Does a webhook payload I paste here get stored anywhere?
It does not — the formatter calls JavaScript’s native JSON.parse in the tab, so a production response full of customer fields or internal IDs is reshaped on your device and never written to any server we run.
How big can my JSON be?
There is no fixed limit. The tool can format JSON files in the tens of megabytes; the practical ceiling is whatever your browser tab's memory allows. For very large files (100 MB+), expect a brief pause while parsing.
What does the error message tell me?
When JSON is invalid, the tool surfaces the exact position of the failure (line and column) along with the parser's message. The most common cause is a trailing comma, an unquoted key, or a single quote where a double quote was expected.
Can I sort keys alphabetically?
Yes — toggle "Sort keys" before formatting. The tool does a deep recursive sort so nested objects are sorted too. Arrays are left in their original order to preserve meaning.
What is the difference between formatting and validating?
Validation only checks that the input is well-formed JSON; formatting validates and then rewrites it with consistent indentation. Minify also validates first, then strips whitespace to produce the smallest valid representation.
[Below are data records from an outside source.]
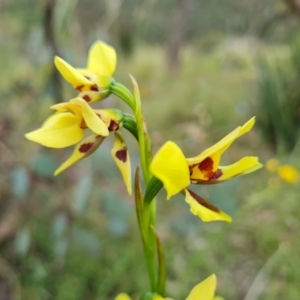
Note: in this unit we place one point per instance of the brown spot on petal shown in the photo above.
(203, 202)
(94, 88)
(217, 174)
(87, 98)
(206, 167)
(85, 147)
(113, 126)
(122, 155)
(79, 88)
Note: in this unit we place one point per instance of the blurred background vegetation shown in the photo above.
(204, 67)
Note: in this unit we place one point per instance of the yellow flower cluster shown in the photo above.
(286, 172)
(73, 119)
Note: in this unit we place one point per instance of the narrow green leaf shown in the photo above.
(153, 187)
(161, 279)
(130, 124)
(138, 196)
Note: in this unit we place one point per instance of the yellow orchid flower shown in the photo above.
(204, 290)
(67, 127)
(288, 173)
(177, 172)
(93, 82)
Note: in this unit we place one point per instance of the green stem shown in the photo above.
(148, 218)
(123, 93)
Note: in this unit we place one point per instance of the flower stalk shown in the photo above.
(169, 168)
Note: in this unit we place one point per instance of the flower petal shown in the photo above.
(122, 296)
(58, 131)
(205, 290)
(92, 120)
(245, 165)
(288, 173)
(85, 148)
(121, 157)
(219, 148)
(74, 77)
(204, 209)
(99, 80)
(169, 165)
(102, 59)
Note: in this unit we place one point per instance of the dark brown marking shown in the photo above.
(122, 155)
(85, 147)
(79, 88)
(217, 175)
(204, 202)
(87, 98)
(206, 167)
(113, 125)
(94, 88)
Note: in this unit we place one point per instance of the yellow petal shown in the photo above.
(121, 157)
(288, 173)
(206, 169)
(102, 59)
(222, 145)
(93, 122)
(99, 80)
(272, 165)
(169, 165)
(58, 131)
(205, 290)
(85, 148)
(245, 165)
(78, 81)
(122, 296)
(203, 209)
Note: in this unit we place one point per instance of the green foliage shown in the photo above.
(279, 100)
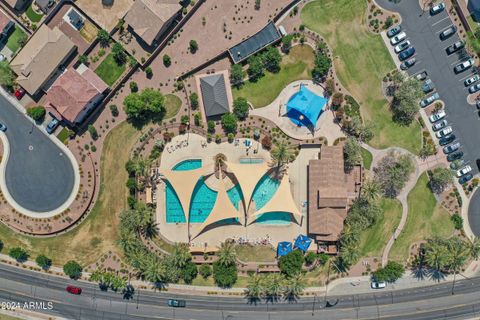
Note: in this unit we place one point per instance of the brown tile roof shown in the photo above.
(40, 57)
(148, 17)
(71, 92)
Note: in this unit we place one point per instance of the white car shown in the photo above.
(398, 38)
(444, 132)
(437, 116)
(464, 171)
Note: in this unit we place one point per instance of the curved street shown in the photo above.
(39, 176)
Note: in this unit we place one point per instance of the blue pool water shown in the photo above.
(188, 165)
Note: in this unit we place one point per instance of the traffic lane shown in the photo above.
(38, 175)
Does formatting ever change my data?
Values and key order are preserved (unless you enable key sorting), but there are two edge cases. Integers larger than 9,007,199,254,740,991 (2^53 − 1) are rounded because JavaScript parses all numbers as 64-bit floats — 64-bit database IDs are the classic victim. And if an object contains duplicate keys, only the last one survives parsing.
Why does the parser reject comments?
The JSON specification has no comment syntax — that is deliberate, to keep the format simple and unambiguous. Files like tsconfig.json that contain // comments are actually JSONC, a superset. Strip the comments before validating, or the parser will fail at the first slash.
How much smaller does minifying make a file?
For a typical pretty-printed API response, whitespace is 20–40% of the bytes, so a 1 MB formatted file usually minifies to 600–800 KB. The saving depends on nesting depth: deeply indented structures carry more whitespace per line of data.